Reenu Mehta, the creator of the house robot, would not have let any man intimidate her, Priya was sure. Perhaps there was a solution.

She started asking the robot to drive the car alone on errands, as an experiment. It always returned safely. No policeman called her to say that this was not allowed or that the robot had been in an accident. Sometimes she followed on the family scooter and watched. Of course she could not drive a car herself, but as far as she could tell, the robot was an excellent driver. It even knew how to use the car horn properly, to say “Watch out, I’m squeezing through here” or “I am behind you and I’m faster, move over.”

So eventually, Priya got in the backseat and let the robot drive her around the city, a little farther and then a little farther. Her mother always insisted on coming, just in case. It was strange to be driving in their car again, without her father behind the wheel. But slowly it got less strange. Slowly, her mother relaxed.

And one day, several months later, the robot drove them out of Jaipur, to the dusty little village where Priya’s father had been born and his brother and parents still lived.

The robot pulled up to the family compound and stopped. Priya’s uncle came up to the car window and stared, and said, “What are you two women doing out here alone?”

Priya had been so pleased with her cleverness that she had forgotten how conservative the village was. She glanced to her mother, who, under her filmy veil, seemed to be frozen.

“We’re not alone,” Priya said, keeping her voice soft and looking down modestly, as a good girl should. “We have a driver.”

Her uncle snorted through his moustache. “It’s a robot, not a man.”

“It’s doing a man’s job.”

“Isn’t that a house robot? It does women’s work.”

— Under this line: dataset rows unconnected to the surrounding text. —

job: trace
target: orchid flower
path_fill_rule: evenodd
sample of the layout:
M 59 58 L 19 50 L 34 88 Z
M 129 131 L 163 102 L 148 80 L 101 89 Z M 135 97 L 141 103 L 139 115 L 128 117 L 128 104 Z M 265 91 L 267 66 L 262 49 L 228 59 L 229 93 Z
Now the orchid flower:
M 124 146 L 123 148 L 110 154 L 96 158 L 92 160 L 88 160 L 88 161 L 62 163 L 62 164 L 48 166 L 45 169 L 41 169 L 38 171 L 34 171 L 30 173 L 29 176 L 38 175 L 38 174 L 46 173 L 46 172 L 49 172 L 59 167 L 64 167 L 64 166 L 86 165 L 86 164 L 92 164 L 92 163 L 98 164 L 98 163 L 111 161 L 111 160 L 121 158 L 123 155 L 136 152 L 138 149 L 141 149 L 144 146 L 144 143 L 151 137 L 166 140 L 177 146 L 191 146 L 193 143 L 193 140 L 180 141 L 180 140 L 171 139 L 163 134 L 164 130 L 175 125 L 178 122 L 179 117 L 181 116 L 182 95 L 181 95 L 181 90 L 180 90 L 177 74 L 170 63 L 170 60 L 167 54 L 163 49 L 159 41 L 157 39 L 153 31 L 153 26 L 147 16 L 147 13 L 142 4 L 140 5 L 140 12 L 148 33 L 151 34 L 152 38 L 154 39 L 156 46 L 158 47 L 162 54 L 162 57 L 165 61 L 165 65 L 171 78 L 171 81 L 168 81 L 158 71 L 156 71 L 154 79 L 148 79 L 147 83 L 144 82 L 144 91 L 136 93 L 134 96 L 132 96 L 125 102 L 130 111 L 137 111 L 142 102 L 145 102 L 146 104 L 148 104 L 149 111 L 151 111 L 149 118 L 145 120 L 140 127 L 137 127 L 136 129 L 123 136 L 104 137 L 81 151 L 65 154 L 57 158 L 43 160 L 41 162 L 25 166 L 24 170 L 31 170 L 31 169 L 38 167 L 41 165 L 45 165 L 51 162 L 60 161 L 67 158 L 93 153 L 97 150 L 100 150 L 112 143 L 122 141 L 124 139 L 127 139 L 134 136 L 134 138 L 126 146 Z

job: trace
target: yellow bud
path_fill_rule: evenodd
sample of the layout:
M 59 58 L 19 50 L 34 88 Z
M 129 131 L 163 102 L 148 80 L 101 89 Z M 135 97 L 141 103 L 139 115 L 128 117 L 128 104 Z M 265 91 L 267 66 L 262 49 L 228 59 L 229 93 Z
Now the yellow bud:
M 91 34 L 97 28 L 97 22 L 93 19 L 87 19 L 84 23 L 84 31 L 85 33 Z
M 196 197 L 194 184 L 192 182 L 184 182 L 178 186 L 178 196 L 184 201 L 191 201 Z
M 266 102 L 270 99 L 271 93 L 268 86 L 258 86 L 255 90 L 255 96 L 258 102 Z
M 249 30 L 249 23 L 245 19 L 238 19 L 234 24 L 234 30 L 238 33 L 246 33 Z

Priya’s heart sank. He was right. But…did that make it a woman? Her father had cooked once in a while. Still, he did mostly men’s work; the house robot did mostly women’s work. But hijra did women’s work, too, and they were third-gender, not women…

“Yes. But now it is doing a man’s work,” Priya said slowly, thinking her way along. “It is driving and escorting us. Therefore, it’s the same as a man, and we’re not alone.”

Her uncle backed up and stared some more, shook his head, and finally muttered something about telling the grandparents and wandered off.

Priya looked at her mother apprehensively, but her mother was nodding and starting to smile through her veil.

“Daughter,” she said, “my friends need to know about this. The widows, and the ones whose husbands are working overseas, and the ones whose husbands are ill. Everyone who is suffering without a man to accompany them wherever they need or want to go. All of them will know.”

“And the young women who are adults but aren’t married yet,” said Priya.

Her mother shook her head and made a disapproving noise. “Let’s not get carried away. There is a family’s honour to think of.”

Priya just looked at the robot and grinned. Together, she and her mother got out of the car and walked into the compound, heads held high.